Biological motor control provides highly effective solutions to difficult control problems in spite of the complexity of the plant and the significant delays in sensory feedback. Such delays are expected to lead to non trivial stability issues and lack of robustness of control solutions. However, such difficulties are not observed in biological systems under normal operating conditions. Based on early suggestions in the control literature, a possible solution to this conundrum has been the suggestion that the motor system contains within itself a forward model of the plant (e.g., the arm), which allows the system to `simulate' and predict the effect of applying a control signal. It is believed in the neuroscience community that the cerebellum is used as a forward model. In the first part of this work we formally define the notion of a forward model for control problems, and provide simple conditions that imply its existence for tasks involving delayed feedback control in deterministic and stochastic cases. As opposed to previous work which dealt mostly with linear plants and quadratic cost functions, our results apply to rather generic control systems, showing that any controller (biological or otherwise) which solves a set of tasks, must contain within itself a forward plant model.
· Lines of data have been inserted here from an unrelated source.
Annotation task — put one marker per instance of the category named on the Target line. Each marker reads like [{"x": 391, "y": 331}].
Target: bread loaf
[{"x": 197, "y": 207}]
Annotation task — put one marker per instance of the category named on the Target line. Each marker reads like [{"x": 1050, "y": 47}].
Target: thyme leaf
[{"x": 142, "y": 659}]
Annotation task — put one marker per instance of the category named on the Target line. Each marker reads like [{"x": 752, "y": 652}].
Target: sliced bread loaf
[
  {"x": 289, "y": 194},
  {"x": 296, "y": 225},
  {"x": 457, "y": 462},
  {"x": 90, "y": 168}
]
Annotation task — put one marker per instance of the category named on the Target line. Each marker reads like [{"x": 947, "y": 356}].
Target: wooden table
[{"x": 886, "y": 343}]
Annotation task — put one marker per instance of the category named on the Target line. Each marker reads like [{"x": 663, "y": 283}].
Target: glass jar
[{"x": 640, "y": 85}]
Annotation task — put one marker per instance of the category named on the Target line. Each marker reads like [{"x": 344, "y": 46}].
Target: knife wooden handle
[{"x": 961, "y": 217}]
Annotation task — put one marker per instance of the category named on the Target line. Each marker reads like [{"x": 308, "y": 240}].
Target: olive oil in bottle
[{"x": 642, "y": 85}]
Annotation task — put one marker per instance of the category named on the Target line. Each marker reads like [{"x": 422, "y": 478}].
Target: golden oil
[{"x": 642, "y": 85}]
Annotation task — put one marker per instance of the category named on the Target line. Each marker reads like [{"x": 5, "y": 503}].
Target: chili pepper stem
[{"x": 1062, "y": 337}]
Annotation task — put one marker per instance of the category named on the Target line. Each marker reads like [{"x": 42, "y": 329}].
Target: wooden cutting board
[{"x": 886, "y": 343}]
We suggest that our results provide strong theoretical support for the necessity of forward models in many delayed control problems, implying that they are not only useful, but rather, mandatory, under general conditions.

The second part of the work is dealing with a specific model of the cerebellum that uses Radial Basis Function type of neural network. We investigate the performance of such network as a function approximation algorithm by finding the upper bounds of the prediction error, which are found to be low enough to conclude that such a model can perform well as a forward model.